Highly-sensitive DNA hydroxymethylation analysis to aid clinic evaluation of myelodysplastic syndromes (MDS)

Aberrant DNA hydroxymethylation (5hmC) has been reported in patients with myelodysplastic syndromes (MDS). The dysregulation of 5hmC is not only observed in patients with TET2 mutations, but also those bearing other genetic defects, suggesting that 5hmC might act as a valuable epigenetic mark to reflect the status of MDS. To further evaluate the function of 5hmC during MDS pathogenesis, we reported herein an improved highthroughput 5hmC analysis method based on CMS-IP using low input DNA (10 ng) purified from bone marrow aspirates of MDS patients. Our analysis revealed relatively higher heterogeneity of 5hmC signals in MDS patients compared with those of healthy donors, CMML and AML patients. Our systematic bioinformatic analysis further unveiled that 5hmC signatures could be used to separate patients with good and poor clinical outcomes. At the molecular level, we observed dynamic changes of 5hmC within several key transcription factor binding motifs that are essential for hemopoiesis and myeloid lineage specification, which might result in impaired transcriptional outputs during leukemogenesis.
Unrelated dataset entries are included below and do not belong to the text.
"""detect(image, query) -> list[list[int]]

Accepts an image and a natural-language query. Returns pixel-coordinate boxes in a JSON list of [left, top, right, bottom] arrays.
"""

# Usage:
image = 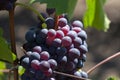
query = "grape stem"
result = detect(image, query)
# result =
[[87, 52, 120, 74], [9, 8, 18, 80], [53, 71, 90, 80], [15, 3, 45, 22], [55, 14, 59, 30]]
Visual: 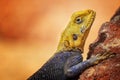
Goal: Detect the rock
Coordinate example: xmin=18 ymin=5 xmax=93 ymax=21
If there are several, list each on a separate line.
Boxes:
xmin=80 ymin=8 xmax=120 ymax=80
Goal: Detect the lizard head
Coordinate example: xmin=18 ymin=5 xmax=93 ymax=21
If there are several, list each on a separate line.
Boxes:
xmin=57 ymin=10 xmax=95 ymax=52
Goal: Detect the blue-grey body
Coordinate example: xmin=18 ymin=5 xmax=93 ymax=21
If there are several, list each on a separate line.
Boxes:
xmin=28 ymin=51 xmax=94 ymax=80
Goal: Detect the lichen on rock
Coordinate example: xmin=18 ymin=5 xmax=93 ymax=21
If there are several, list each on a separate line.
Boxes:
xmin=80 ymin=8 xmax=120 ymax=80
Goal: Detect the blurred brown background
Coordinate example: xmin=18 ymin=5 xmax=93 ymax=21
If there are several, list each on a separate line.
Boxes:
xmin=0 ymin=0 xmax=120 ymax=80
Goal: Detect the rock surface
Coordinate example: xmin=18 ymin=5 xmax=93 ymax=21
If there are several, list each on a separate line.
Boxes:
xmin=79 ymin=8 xmax=120 ymax=80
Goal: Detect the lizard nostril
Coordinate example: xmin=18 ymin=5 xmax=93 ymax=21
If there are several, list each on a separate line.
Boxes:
xmin=73 ymin=34 xmax=78 ymax=40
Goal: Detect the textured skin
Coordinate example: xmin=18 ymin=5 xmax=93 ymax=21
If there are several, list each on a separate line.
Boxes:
xmin=28 ymin=10 xmax=97 ymax=80
xmin=28 ymin=51 xmax=82 ymax=80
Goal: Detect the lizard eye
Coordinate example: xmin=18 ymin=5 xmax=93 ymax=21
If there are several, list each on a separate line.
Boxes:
xmin=73 ymin=34 xmax=78 ymax=40
xmin=75 ymin=17 xmax=82 ymax=24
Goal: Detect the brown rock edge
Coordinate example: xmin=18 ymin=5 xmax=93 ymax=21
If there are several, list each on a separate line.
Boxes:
xmin=79 ymin=7 xmax=120 ymax=80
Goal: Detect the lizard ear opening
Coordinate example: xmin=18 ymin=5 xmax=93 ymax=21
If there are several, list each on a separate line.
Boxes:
xmin=75 ymin=17 xmax=82 ymax=24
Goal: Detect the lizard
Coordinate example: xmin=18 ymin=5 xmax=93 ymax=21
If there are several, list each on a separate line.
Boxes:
xmin=27 ymin=9 xmax=112 ymax=80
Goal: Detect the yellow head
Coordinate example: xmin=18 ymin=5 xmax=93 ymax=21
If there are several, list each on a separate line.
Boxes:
xmin=57 ymin=10 xmax=95 ymax=51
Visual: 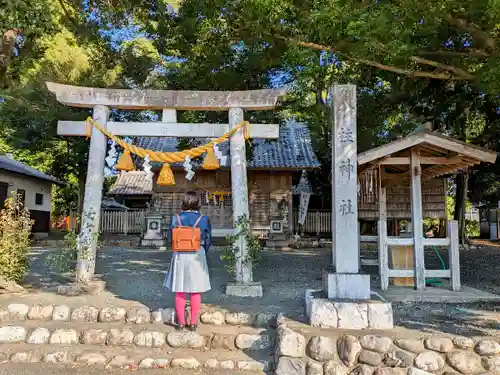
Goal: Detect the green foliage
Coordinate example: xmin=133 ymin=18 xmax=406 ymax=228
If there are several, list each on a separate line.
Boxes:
xmin=465 ymin=219 xmax=481 ymax=238
xmin=0 ymin=195 xmax=33 ymax=282
xmin=221 ymin=215 xmax=262 ymax=273
xmin=45 ymin=230 xmax=78 ymax=272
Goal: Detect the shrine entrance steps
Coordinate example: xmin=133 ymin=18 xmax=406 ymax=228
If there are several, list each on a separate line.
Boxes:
xmin=0 ymin=303 xmax=276 ymax=373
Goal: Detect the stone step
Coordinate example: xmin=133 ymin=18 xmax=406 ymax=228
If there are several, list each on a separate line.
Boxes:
xmin=0 ymin=320 xmax=276 ymax=355
xmin=0 ymin=343 xmax=273 ymax=373
xmin=0 ymin=301 xmax=278 ymax=328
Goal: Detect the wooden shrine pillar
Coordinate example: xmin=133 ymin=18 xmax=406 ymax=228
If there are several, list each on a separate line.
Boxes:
xmin=76 ymin=105 xmax=109 ymax=284
xmin=410 ymin=147 xmax=425 ymax=290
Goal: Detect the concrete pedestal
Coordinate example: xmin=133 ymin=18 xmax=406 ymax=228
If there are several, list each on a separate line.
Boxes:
xmin=226 ymin=282 xmax=263 ymax=298
xmin=323 ymin=270 xmax=370 ymax=300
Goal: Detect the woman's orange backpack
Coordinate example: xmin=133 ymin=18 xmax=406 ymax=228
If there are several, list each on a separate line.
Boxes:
xmin=172 ymin=215 xmax=202 ymax=252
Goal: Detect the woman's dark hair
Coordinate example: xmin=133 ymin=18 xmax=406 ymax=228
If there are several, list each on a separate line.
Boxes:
xmin=181 ymin=191 xmax=200 ymax=211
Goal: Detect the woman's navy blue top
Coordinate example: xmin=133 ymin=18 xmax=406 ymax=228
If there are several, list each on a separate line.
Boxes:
xmin=168 ymin=211 xmax=212 ymax=251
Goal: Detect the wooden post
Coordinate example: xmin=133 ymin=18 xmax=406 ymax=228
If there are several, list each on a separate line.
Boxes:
xmin=76 ymin=105 xmax=109 ymax=284
xmin=410 ymin=148 xmax=425 ymax=290
xmin=448 ymin=220 xmax=461 ymax=292
xmin=229 ymin=108 xmax=253 ymax=284
xmin=378 ymin=187 xmax=389 ymax=290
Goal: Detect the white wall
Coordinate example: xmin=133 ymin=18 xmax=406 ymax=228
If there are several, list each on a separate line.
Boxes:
xmin=0 ymin=170 xmax=52 ymax=212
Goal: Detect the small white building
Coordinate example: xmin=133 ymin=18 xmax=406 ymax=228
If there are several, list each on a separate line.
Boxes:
xmin=0 ymin=155 xmax=63 ymax=235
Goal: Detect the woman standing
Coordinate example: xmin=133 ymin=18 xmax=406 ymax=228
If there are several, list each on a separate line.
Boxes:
xmin=164 ymin=191 xmax=212 ymax=331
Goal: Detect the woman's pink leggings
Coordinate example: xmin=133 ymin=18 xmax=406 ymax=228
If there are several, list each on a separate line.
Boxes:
xmin=175 ymin=293 xmax=201 ymax=325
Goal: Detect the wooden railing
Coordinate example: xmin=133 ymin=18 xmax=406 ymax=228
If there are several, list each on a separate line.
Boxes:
xmin=293 ymin=211 xmax=332 ymax=234
xmin=66 ymin=210 xmax=146 ymax=234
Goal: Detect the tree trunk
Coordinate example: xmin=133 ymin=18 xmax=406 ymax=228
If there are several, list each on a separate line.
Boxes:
xmin=453 ymin=171 xmax=469 ymax=244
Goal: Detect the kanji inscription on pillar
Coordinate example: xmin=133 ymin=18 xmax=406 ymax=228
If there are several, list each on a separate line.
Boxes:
xmin=332 ymin=85 xmax=359 ymax=273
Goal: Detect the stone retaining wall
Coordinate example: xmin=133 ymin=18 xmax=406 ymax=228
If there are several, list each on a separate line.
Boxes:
xmin=0 ymin=303 xmax=278 ymax=327
xmin=0 ymin=326 xmax=274 ymax=351
xmin=0 ymin=350 xmax=269 ymax=373
xmin=275 ymin=325 xmax=500 ymax=375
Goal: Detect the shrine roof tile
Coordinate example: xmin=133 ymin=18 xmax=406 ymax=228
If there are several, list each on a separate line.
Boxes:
xmin=108 ymin=171 xmax=153 ymax=195
xmin=135 ymin=120 xmax=320 ymax=170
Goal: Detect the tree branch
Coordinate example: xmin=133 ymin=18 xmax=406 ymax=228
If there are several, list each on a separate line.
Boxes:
xmin=445 ymin=15 xmax=496 ymax=50
xmin=275 ymin=35 xmax=473 ymax=81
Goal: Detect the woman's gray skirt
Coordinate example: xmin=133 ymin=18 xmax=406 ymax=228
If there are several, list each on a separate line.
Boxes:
xmin=163 ymin=247 xmax=211 ymax=293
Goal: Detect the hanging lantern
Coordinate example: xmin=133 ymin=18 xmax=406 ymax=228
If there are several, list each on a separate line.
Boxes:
xmin=160 ymin=164 xmax=175 ymax=186
xmin=115 ymin=150 xmax=135 ymax=172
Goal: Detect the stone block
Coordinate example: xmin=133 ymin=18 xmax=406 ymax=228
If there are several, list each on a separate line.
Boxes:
xmin=307 ymin=336 xmax=337 ymax=362
xmin=80 ymin=329 xmax=108 ymax=345
xmin=359 ymin=335 xmax=392 ymax=353
xmin=277 ymin=326 xmax=306 ymax=358
xmin=235 ymin=333 xmax=273 ymax=350
xmin=52 ymin=305 xmax=71 ymax=322
xmin=167 ymin=332 xmax=205 ymax=349
xmin=309 ymin=299 xmax=338 ymax=328
xmin=108 ymin=355 xmax=137 ymax=368
xmin=274 ymin=357 xmax=306 ymax=375
xmin=334 ymin=302 xmax=368 ymax=329
xmin=253 ymin=313 xmax=278 ymax=328
xmin=476 ymin=340 xmax=500 ymax=355
xmin=424 ymin=337 xmax=454 ymax=353
xmin=338 ymin=335 xmax=362 ymax=367
xmin=49 ymin=329 xmax=78 ymax=345
xmin=76 ymin=353 xmax=108 ymax=366
xmin=99 ymin=307 xmax=126 ymax=323
xmin=414 ymin=352 xmax=445 ymax=372
xmin=226 ymin=312 xmax=255 ymax=326
xmin=10 ymin=350 xmax=42 ymax=363
xmin=125 ymin=307 xmax=151 ymax=324
xmin=324 ymin=273 xmax=371 ymax=300
xmin=452 ymin=336 xmax=474 ymax=349
xmin=323 ymin=361 xmax=349 ymax=375
xmin=236 ymin=361 xmax=268 ymax=371
xmin=367 ymin=302 xmax=394 ymax=329
xmin=203 ymin=358 xmax=219 ymax=369
xmin=7 ymin=303 xmax=29 ymax=320
xmin=43 ymin=351 xmax=73 ymax=364
xmin=210 ymin=333 xmax=236 ymax=350
xmin=200 ymin=310 xmax=226 ymax=325
xmin=0 ymin=326 xmax=28 ymax=343
xmin=170 ymin=358 xmax=201 ymax=369
xmin=28 ymin=305 xmax=54 ymax=320
xmin=226 ymin=282 xmax=264 ymax=298
xmin=134 ymin=331 xmax=165 ymax=348
xmin=71 ymin=306 xmax=99 ymax=323
xmin=219 ymin=360 xmax=236 ymax=370
xmin=26 ymin=327 xmax=50 ymax=345
xmin=448 ymin=352 xmax=482 ymax=374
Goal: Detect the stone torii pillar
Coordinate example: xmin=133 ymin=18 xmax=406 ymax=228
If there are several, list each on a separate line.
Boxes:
xmin=47 ymin=82 xmax=285 ymax=297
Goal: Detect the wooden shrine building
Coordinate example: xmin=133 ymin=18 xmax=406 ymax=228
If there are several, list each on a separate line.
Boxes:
xmin=109 ymin=120 xmax=319 ymax=243
xmin=358 ymin=130 xmax=497 ymax=291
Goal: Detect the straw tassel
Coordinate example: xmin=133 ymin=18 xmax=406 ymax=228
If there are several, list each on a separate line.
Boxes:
xmin=203 ymin=147 xmax=219 ymax=171
xmin=160 ymin=164 xmax=175 ymax=186
xmin=115 ymin=150 xmax=135 ymax=171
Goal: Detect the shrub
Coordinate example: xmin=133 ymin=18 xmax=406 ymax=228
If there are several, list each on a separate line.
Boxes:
xmin=0 ymin=196 xmax=33 ymax=282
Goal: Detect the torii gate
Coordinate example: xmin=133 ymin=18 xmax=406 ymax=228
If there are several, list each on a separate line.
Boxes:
xmin=47 ymin=82 xmax=285 ymax=297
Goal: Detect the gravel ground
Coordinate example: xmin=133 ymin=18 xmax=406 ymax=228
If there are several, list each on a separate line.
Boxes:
xmin=22 ymin=247 xmax=500 ymax=335
xmin=0 ymin=363 xmax=249 ymax=375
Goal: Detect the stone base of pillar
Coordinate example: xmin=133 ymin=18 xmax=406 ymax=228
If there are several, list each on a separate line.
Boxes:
xmin=323 ymin=270 xmax=370 ymax=300
xmin=57 ymin=277 xmax=106 ymax=296
xmin=226 ymin=282 xmax=263 ymax=298
xmin=305 ymin=289 xmax=394 ymax=329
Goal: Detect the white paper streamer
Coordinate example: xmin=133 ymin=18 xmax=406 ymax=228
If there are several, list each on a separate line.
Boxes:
xmin=104 ymin=140 xmax=117 ymax=168
xmin=182 ymin=155 xmax=195 ymax=181
xmin=214 ymin=143 xmax=227 ymax=166
xmin=142 ymin=155 xmax=154 ymax=179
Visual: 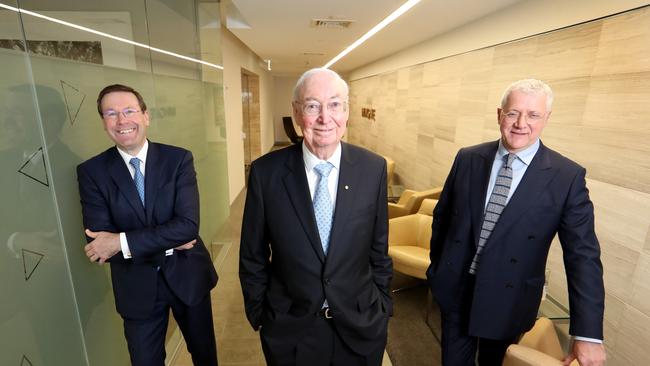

Interestingly, we also observed massive changes in 5hmC and transcriptomes in patient showing response to hypomethylating agents (HMA) treatment, suggesting the prognostic value of 5hmC in evaluating epigenetic therapy. Overall, our high-sensitive 5hmC analysis method provides a useful means to greatly facilitate the clinic evaluation for MDS. Overall design: We collected total 82 human bone marrow samples (7 healthy; 4 AML patients; 71 MDS patients) and performed CMS-IP sequencing.